On the Water: Can’t we all just get along?

Capt. John King

Can’t we all just get along?

By now most, if not all Avalonians have heard or seen the infamous flyer sent out “To protect Avalon.”

The author, who clearly identified himself as solely responsible for the content, has a history of sharing his views on important matters through such flyers.

I remember he put out a similar flyer over the previously hot topic of who would get the lease/contract for managing the shipping to and from the island.

The author himself has stated, “My goal is to make Catalina politics more transparent.” You have to admire this guy, he puts his money where his mouth is, unfortunately his “mouth” is not really spouting messages about transparency in his mailer.

The author’s message started out pretty simple, “Write in these candidates to protect Avalon.” Simple enough. Clear, clean message. But wait, there’s more, and you know the story is not going to end well when the candidates he supports disavow the flyer.

His tag line created a trap. It begged a question, ‘Protect Avalon?’ from who (or what)? The author fell victim to his own trap and he had plenty to say on page two about why Avalon needs protecting.

As they say in the infomercial world … “That’s not all! Call in now and get a third page of misleading facts, absolutely free. Mention the promo code ‘transparency’ and get a fourth page of personal attacks and character assassinations.”

Once the true intent of the flyer was exposed, it became a full bore, guns-a-blazin attack on the evil empire (aka the Island Company) as being led by Geoff and Alison.

I have to admit, my own world view has been stirred up by the vitriol and fake news, the name-calling and tweeting that is currently going on in Washington. So, it was particularly disappointing to see the same nonsense going in in Avalon.

We need to take a different approach.

If you are trapped on a desert island with an 800-pound gorilla who controls all the coconuts, it would be a death sentence to antagonize the beast. There is just no future in it.

We all like to suggest that Avalon is different. That is because it is true! We are a very unique community for a number of reasons that are not pictured on a post card.

We know who owns the coconuts, but it seems like we forget what to expect from our 800 gorilla. In case you are new, here are some fun facts to consider:

The Island Company is a “for profit” enterprise. They exist to turn a profit for their shareholders whether those shares are held publicly or in private hands.
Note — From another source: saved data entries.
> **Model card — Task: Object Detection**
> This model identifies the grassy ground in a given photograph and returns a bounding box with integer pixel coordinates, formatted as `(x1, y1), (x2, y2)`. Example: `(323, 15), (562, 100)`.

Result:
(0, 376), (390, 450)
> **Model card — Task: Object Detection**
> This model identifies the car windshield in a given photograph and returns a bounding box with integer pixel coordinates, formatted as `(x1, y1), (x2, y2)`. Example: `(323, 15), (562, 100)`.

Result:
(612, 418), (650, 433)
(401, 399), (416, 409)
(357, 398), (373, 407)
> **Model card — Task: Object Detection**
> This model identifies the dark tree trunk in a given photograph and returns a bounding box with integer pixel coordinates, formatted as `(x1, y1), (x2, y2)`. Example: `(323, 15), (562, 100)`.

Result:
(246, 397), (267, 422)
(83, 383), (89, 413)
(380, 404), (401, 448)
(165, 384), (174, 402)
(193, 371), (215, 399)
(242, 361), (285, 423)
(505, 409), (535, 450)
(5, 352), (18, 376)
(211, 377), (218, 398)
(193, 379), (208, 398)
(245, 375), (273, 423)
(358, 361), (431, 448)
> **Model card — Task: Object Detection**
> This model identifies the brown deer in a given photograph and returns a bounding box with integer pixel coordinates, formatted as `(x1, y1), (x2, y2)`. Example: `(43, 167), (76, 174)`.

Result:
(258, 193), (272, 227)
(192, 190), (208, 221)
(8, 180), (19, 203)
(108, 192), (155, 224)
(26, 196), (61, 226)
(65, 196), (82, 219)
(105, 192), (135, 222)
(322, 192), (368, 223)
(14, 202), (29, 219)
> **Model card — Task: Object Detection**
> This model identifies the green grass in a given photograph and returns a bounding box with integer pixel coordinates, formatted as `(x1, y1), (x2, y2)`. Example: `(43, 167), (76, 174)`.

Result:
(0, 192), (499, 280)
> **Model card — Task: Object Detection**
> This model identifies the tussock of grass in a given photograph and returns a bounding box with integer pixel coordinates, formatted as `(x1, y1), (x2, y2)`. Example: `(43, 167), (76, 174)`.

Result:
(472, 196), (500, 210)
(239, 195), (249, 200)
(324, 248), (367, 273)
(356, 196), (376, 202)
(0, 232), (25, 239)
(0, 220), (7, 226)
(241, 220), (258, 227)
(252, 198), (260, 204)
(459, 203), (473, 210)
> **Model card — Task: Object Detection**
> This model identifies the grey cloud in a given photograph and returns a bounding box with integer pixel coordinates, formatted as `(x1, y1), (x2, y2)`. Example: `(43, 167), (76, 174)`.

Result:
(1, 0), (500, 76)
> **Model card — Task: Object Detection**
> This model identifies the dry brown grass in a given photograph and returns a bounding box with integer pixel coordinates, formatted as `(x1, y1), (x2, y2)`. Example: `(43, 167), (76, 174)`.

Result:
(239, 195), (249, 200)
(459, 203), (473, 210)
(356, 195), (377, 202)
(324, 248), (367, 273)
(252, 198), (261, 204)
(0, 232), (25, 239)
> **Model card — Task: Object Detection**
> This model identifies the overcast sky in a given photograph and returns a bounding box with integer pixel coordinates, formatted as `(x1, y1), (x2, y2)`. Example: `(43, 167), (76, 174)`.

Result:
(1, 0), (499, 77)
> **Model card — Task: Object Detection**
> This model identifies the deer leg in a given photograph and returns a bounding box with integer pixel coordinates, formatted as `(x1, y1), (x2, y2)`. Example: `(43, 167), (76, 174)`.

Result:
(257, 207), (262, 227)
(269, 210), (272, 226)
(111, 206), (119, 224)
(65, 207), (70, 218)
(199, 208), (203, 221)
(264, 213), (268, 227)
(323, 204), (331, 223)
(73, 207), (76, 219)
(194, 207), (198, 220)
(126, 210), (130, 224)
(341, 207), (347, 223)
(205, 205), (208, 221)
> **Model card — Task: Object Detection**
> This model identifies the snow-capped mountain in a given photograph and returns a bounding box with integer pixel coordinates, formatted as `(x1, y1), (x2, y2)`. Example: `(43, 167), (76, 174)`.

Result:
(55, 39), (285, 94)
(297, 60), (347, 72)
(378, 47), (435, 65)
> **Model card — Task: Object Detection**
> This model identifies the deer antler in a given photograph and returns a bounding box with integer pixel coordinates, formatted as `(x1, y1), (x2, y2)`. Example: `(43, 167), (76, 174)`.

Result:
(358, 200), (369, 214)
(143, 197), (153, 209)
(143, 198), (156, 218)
This is not “evil,” it is what corporations are designed to do.

The Island Company is and has been the dominant land owner for most of our lives, so if we need land for a community structure, we need to negotiate for it.

The Island Company needs people here to execute its corporate mission which makes it the biggest employer here.

The Island Company is heavily invested in the success of Avalon and of the island itself. We are talking millions of dollars.

So ask yourself. If you owned Island Company shares, how would you vote on topics such as water allocation, housing and land use?

If you were directly dependent upon the success of the Island Company for your future, how would you want the company to manage infrastructure investments, equipment upgrades or donations to the community and the City?

Does all of this mean that we should let the 800-pound gorilla run amok and hope he leaves us a few coconuts to survive on? No, but it doesn’t do much good to poke sticks and throw stones either.

Protect yourself. Don’t look for politicians, corporations or even brochure-writers to protect you, protect yourself. You are the only one who you can always trust to have your best interests at heart, period.

Build your businesses, but arm yourself with a clear understanding of the world that is Avalon. Understand the lay of the land. Make it work for you. Even 800-pound Gorillas need support and services. It takes a village.

Among the many benefits I derive from running a charter business here is the opportunity to observe Mother Nature working out differences among species. One of the strongest symbiotic relationships in nature is built upon ‘mutualism’, whereby very different organisms living in close proximity can gain mutual benefit from each other.

The eco-system that is Avalon does not need haters, it needs lobbyists with skills to represent a unique community that offers visitors an immersive experience of diverse activities and shareable memories.

To pull that off we need each other. Wanna go fishing?